Not the question I asked you, cutlass. The question I posed was "a special ultrasound examination" (high-resolution ultrasound imaging?) v ocular fundus photography.

Regards,

DocVikingo
 
Thanks for all the effort, Duke Dive Medicine.

Indeed this is a fascinating, and worrisome, case.

Ditto "we'd all like to see this through to a conclusion and I know all the practitioners here will help in any way possible."

Regards,

DocVikingo
 
Not the question I asked you, cutlass. The question I posed was "a special ultrasound examination" (high-resolution ultrasound imaging?) v ocular fundus photography.

Regards,

DocVikingo

They're complementary. Under your conditions, fundus photography would be preferred. US would also work here but is also especially suited for obscured conditions; e.g. facial trauma.

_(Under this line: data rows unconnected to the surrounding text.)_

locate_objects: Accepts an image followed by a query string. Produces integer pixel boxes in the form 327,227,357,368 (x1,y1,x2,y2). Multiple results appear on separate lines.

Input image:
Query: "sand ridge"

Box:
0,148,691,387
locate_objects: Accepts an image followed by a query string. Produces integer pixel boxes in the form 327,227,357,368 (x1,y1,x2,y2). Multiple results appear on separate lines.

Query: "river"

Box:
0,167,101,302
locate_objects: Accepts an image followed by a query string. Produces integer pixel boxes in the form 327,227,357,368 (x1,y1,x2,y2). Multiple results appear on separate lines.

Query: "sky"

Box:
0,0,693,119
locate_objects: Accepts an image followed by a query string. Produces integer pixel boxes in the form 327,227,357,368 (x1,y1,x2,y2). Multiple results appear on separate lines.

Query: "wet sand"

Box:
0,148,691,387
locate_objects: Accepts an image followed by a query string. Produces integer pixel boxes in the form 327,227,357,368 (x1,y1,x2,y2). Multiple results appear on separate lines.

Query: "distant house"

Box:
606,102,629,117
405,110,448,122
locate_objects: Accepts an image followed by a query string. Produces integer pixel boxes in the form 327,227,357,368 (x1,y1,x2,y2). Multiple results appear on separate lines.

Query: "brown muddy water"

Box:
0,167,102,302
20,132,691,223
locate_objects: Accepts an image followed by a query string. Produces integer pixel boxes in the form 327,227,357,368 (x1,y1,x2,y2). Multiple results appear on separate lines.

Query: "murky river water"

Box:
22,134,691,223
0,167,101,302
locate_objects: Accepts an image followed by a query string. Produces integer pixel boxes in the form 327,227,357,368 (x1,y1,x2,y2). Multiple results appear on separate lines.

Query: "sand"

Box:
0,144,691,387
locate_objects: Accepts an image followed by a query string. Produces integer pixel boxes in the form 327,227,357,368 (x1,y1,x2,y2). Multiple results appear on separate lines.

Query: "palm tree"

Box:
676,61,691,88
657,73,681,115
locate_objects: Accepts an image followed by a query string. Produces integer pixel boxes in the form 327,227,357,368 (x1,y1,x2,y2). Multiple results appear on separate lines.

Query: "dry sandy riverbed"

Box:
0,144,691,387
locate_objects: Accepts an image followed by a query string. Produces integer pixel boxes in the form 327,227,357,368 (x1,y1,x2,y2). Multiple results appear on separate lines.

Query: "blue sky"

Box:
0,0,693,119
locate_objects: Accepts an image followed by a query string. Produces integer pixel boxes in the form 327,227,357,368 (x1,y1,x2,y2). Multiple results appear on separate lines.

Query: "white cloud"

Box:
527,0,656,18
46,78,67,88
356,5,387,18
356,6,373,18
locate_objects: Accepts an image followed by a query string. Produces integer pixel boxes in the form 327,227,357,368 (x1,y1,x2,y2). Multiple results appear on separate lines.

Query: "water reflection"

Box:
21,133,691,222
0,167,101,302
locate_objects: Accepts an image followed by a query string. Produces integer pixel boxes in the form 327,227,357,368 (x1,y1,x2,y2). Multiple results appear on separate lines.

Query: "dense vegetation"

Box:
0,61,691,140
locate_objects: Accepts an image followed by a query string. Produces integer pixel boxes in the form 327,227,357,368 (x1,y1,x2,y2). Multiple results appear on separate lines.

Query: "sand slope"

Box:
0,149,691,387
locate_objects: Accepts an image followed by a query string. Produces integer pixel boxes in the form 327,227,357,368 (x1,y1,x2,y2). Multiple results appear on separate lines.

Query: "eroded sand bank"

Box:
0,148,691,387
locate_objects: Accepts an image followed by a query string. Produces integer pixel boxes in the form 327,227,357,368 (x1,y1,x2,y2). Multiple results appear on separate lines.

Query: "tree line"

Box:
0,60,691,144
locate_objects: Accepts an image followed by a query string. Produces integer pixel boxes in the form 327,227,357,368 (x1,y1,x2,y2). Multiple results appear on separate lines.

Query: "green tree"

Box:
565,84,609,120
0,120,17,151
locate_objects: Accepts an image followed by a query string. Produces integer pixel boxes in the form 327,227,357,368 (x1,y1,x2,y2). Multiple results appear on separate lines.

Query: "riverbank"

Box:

Common, direct ophthalmoscope inspection may be inadequate because of a limited field of view and its dependence on simply reflected light to detect changes in the red reflex. Indirect and fundus photography overcome these deficiencies.
 
Duke Dive Medicine, I'd like to thank you for your excellent recap AND for the effort you've made to run this case past some of the best people in the world to evaluate it.

To me, this is an absolutely fascinating case -- CT results would be very interesting, but it may well be that, as the problem has resolved and there IS a presumptive diagnosis, the OP's physicians (given where he is) may not be interested in pursuing the matter to that point.